Une brève conversation qui transforme les projets en réalité
Découvrir ISMS.online en action est souvent le moyen le plus rapide de déterminer si cette approche convient à votre fournisseur de services gérés (MSP). Un échange bref et ciblé, ainsi qu'une démonstration personnalisée, vous permettront de constater comment vos services existants s'intègrent à un système de gestion de la sécurité de l'information (SGSI) unique, comment les obligations de l'Annexe A et du RGPD se traduisent dans des flux de travail concrets et comment des dossiers d'assurance spécifiques à chaque client peuvent être générés à partir de preuves partagées. Vous exposez vos questions et vos difficultés actuelles ; la session les transformera en modèles concrets que vous pourrez adopter.
Choisissez ISMS.online si vous souhaitez que votre démarche ISO 27001 et RGPD devienne un système dynamique et mutualisé, et non une simple collection de documents statiques. Si vous privilégiez des preuves tangibles, une structure facilitant le travail d'audit et un environnement partagé où fondateurs, RSSI, délégués à la protection des données et experts partagent la même vision, organiser cette première discussion est une étape concrète qui transforme votre confiance en une démonstration tangible de notre engagement envers chaque utilisateur.
Demander demoFoire aux questions
Comment un fournisseur de services gérés (MSP) doit-il définir le périmètre de son système de gestion de la sécurité de l'information (SGSI) ISO 27001:2022 lorsqu'il dessert de nombreux clients soumis au RGPD ?
Évaluez la portée de votre système de gestion de la sécurité de l'information (SGSI) ISO 27001:2022 une fois à niveau du fournisseur autour des services et plateformes que vous exploitez, exprimez ensuite les différences entre locataires par le biais de niveaux de risque et d'attentes des « parties intéressées » au lieu de créer un SMSI distinct pour chaque client.
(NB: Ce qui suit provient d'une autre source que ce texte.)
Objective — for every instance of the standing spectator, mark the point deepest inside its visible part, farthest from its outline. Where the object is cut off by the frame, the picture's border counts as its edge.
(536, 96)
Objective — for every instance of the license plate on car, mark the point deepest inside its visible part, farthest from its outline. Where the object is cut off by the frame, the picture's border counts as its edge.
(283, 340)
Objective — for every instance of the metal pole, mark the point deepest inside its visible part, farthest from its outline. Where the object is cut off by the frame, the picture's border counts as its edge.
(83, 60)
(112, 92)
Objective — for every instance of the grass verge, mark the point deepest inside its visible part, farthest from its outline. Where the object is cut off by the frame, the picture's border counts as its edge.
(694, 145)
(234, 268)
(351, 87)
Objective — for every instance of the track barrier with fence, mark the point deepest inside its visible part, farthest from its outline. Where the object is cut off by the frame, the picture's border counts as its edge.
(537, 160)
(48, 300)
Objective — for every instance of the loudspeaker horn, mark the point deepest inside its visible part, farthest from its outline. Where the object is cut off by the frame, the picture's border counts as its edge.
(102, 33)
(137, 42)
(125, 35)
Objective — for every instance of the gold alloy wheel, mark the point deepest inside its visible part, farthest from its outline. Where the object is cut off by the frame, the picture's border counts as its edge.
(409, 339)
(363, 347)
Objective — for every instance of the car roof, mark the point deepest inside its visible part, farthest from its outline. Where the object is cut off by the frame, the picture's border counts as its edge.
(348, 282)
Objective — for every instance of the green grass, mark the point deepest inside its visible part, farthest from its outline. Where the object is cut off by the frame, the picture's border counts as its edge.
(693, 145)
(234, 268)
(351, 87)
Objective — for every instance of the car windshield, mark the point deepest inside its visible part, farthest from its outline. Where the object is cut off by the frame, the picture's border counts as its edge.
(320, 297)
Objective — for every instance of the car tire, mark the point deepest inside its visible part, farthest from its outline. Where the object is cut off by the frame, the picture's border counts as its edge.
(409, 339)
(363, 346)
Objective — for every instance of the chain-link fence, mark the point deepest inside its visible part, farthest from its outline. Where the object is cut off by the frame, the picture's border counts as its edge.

Comment définir un périmètre clair pour un fournisseur dans le cadre de la norme ISO 27001 ?
Décrire ce que vous fournissez, et non la liste des clients à qui vous la fournissez. Un énoncé de portée pratique pour un fournisseur de services gérés pourrait être :
La fourniture de services informatiques, de cloud et de sécurité gérés utilisant des plateformes partagées et dédiées exploitées par .
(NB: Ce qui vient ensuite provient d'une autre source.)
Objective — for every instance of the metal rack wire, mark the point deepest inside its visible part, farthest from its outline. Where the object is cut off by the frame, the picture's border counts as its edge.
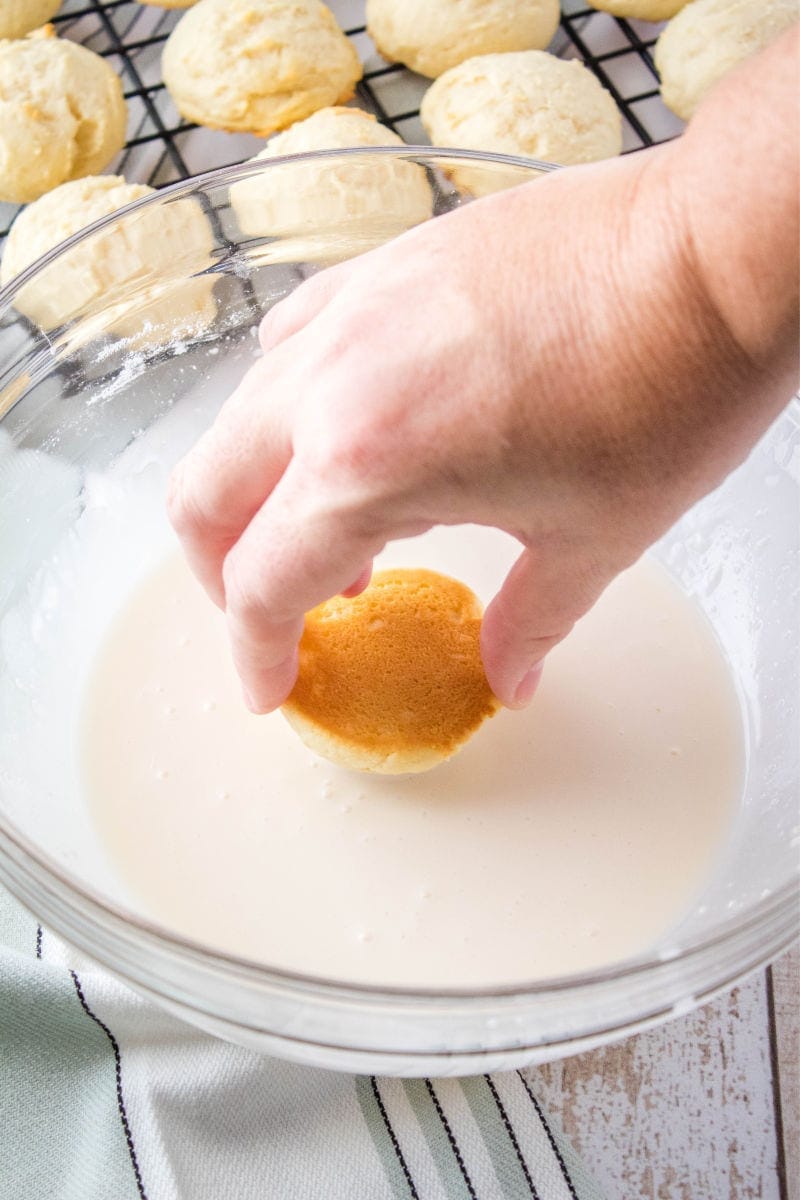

Incluez tous les systèmes et environnements susceptibles de consulter, traiter ou influencer les données personnelles des locataires : solutions RMM et PSA, plateformes de sauvegarde et de reprise après sinistre, outils SOC, consoles d’administration cloud, passerelles d’accès à distance, plateformes d’identité partagée et lieux de travail de vos administrateurs. Ces plateformes, réseaux et équipes constituent le cœur de votre système de gestion de la sécurité de l’information (SGSI) ; les exclure entraîne généralement des désaccords sur le périmètre lors des audits.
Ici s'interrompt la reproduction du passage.